POLITICS

Victor Ciorbea, on Big Brother law: I don’t expect it will need to be challenged before CCR

Ombudsman Victor Ciorbea said on Thursday that, in his opinion, the Big Brother law would not need to be challenged before the Constitutional Court (CCR) and noted that he had participated in the debates with various experts when the law was drafted.
‘Some of our colleagues who are specialised in the field to a certain extent will read the law in order to prevent what we had last year, when we challenged the second Big Brother act on non-constitutionality grounds, our claim being admitted by the Constitutional Court’, said Ombudsman Victor Ciorbea, who was attending a debate in the Senate.
Ciorbea also said that he didn’t expect the situation of the previous year, when the Ombudsman had challenged the second Big Brother law in Court, would repeat itself.
‘I don’t believe it will be the case. This is just my opinion based on some of the preparatory debates to which I was invited. I do not want to give you a final opinion on this, but this is what I believe to be true, based on what I have learnt in the process of drafting this law and based on its adoption by Parliament’, Victor Ciorbea said.
The Chamber of Deputies adopted on Wednesday with 187 votes in favour, 12 against and 22 abstentions the draft law on the processing of personal information and protection of privacy in the electronic communications sector. The law will be referred to the president for promulgation.
The leaders of political parties agreed on the draft during talks at Cotroceni in May. The only one who raised objections during the debates in Parliament was the representative of UDMR.
The law may be challenged in the Constitutional Court by a minimum of 50 deputies or 25 senators, by the president of the republic, by the speaker of Chamber, Government or the Ombudsman.
The normative act provides that traffic information regarding the subscribers or users, processed and stored by the provider of a public electronic communications network or by the provider of an electronic communications service meant for the public must be erased or made anonymous when it is no longer necessary for transmitting a communication, but not later than three years after the date when the communication occurs.

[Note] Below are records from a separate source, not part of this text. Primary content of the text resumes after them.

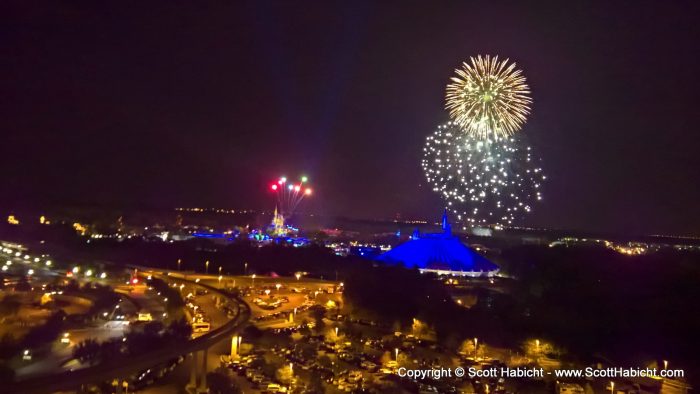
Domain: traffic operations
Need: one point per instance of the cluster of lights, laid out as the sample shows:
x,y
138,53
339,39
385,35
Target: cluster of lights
x,y
482,181
488,98
215,210
290,194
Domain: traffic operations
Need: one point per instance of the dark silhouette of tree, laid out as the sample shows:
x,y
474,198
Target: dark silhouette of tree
x,y
9,306
219,383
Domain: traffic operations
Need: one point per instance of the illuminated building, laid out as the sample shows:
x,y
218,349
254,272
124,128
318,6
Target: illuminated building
x,y
441,253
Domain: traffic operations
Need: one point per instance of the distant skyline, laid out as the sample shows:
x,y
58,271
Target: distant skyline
x,y
167,105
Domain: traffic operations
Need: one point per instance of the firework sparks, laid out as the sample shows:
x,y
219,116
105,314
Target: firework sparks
x,y
290,194
489,98
482,181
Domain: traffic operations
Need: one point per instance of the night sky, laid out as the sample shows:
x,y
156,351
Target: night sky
x,y
146,104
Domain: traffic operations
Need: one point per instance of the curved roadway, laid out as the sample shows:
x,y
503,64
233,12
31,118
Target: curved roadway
x,y
127,366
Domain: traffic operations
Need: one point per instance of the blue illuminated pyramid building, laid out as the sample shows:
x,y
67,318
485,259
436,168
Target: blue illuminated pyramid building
x,y
442,253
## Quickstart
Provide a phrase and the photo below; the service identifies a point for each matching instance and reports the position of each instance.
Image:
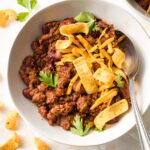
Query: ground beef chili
(53, 103)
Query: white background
(7, 35)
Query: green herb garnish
(23, 3)
(33, 3)
(49, 78)
(98, 130)
(28, 4)
(120, 83)
(78, 126)
(88, 18)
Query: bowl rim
(138, 9)
(53, 3)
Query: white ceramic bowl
(32, 29)
(138, 9)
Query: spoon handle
(143, 135)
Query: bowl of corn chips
(109, 12)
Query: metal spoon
(133, 63)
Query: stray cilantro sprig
(28, 4)
(49, 78)
(120, 83)
(88, 18)
(78, 127)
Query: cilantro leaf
(78, 126)
(120, 83)
(49, 78)
(88, 18)
(22, 16)
(33, 3)
(23, 3)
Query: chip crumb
(12, 144)
(2, 105)
(12, 120)
(40, 144)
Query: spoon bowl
(132, 58)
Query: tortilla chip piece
(12, 120)
(85, 74)
(118, 58)
(12, 144)
(110, 113)
(40, 144)
(84, 42)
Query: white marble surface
(128, 141)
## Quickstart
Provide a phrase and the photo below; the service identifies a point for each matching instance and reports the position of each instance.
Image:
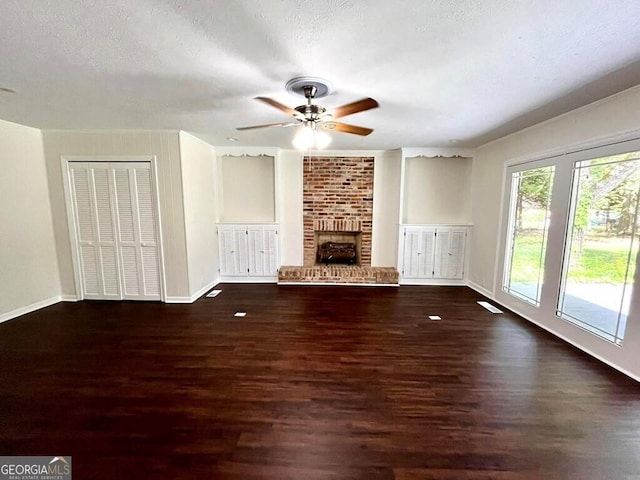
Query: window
(601, 245)
(527, 234)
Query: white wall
(387, 170)
(199, 180)
(29, 271)
(437, 190)
(165, 146)
(289, 200)
(248, 189)
(603, 122)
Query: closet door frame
(66, 160)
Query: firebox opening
(338, 247)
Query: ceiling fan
(312, 115)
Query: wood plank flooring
(314, 383)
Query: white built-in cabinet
(248, 250)
(116, 230)
(433, 253)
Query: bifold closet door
(136, 227)
(95, 229)
(116, 225)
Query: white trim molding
(5, 317)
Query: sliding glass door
(527, 233)
(601, 245)
(571, 238)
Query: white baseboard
(178, 300)
(338, 284)
(572, 342)
(248, 279)
(4, 317)
(489, 295)
(481, 290)
(433, 282)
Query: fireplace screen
(337, 247)
(337, 252)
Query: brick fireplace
(337, 198)
(338, 206)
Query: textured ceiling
(441, 70)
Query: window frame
(546, 313)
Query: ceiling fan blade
(287, 124)
(355, 107)
(278, 105)
(346, 128)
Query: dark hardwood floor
(314, 383)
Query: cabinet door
(232, 248)
(263, 250)
(255, 237)
(418, 252)
(450, 253)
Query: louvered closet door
(450, 253)
(136, 227)
(418, 252)
(95, 228)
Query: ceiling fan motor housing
(310, 112)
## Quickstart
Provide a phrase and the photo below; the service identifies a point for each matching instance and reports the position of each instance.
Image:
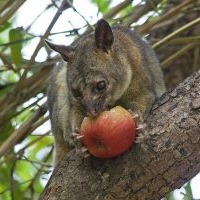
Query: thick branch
(165, 160)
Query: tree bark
(167, 157)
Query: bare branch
(165, 160)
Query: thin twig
(22, 131)
(175, 33)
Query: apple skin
(109, 134)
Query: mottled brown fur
(112, 66)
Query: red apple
(109, 134)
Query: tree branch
(165, 160)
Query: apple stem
(84, 149)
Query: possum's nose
(91, 110)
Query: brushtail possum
(112, 66)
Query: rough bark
(167, 158)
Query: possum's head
(92, 73)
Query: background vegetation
(26, 142)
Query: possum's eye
(100, 86)
(77, 93)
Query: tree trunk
(167, 157)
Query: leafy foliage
(26, 143)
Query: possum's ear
(103, 35)
(67, 52)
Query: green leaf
(15, 37)
(5, 26)
(102, 5)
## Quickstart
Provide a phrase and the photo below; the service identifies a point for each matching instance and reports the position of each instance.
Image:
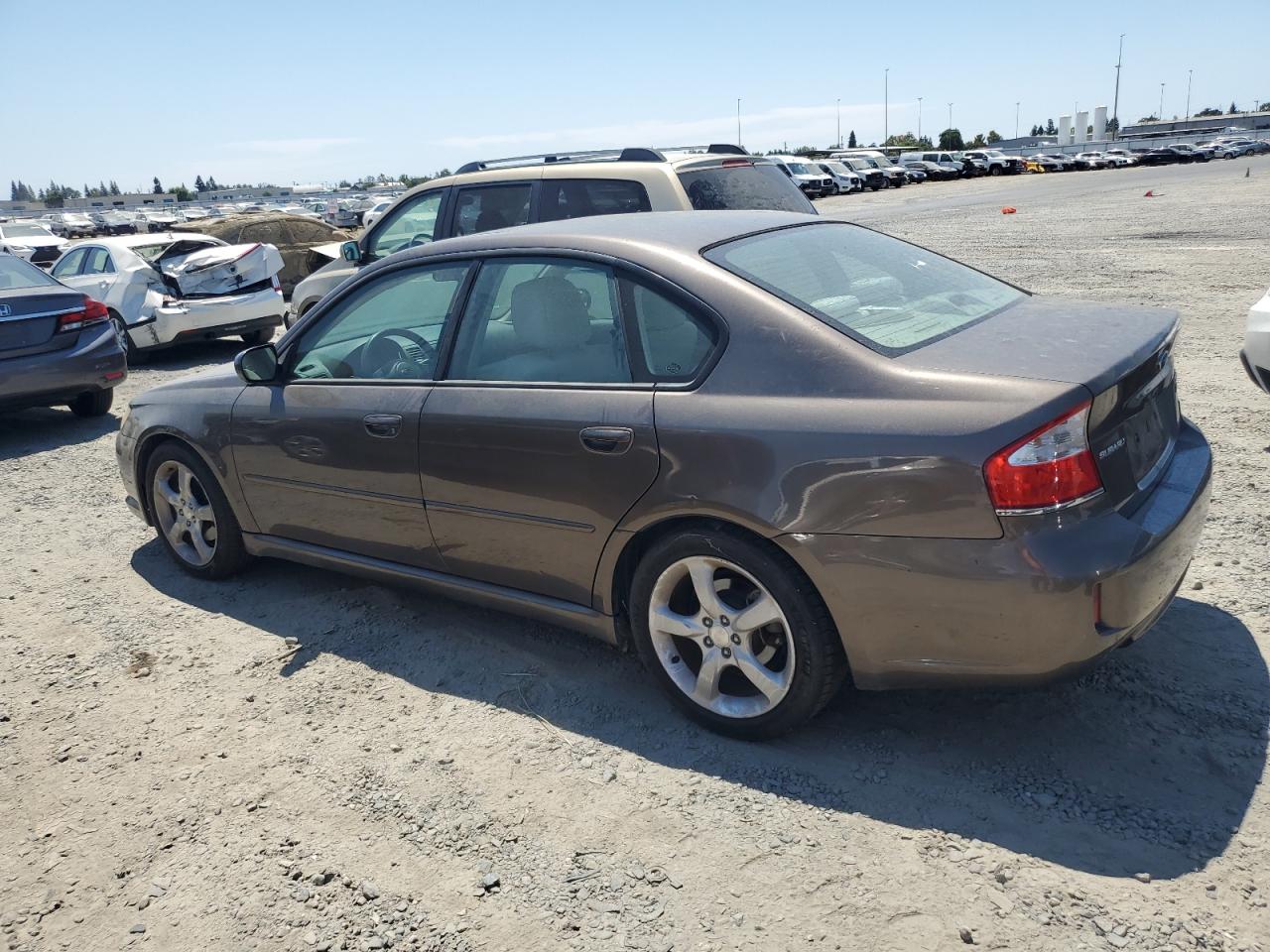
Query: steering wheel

Another important provision in the law is that, upon the request of the courts of law or criminal investigation bodies or state bodies with competence in the area of national defence and security, with the prior authorisation of a judge established under the law, the providers of public networks of communications in electronic networks meant for the public shall immediately made available to those, but no later than after 48 hours, the traffic data, the equipment identification date and localisation data, according to the legal provisions on the protection of personal information.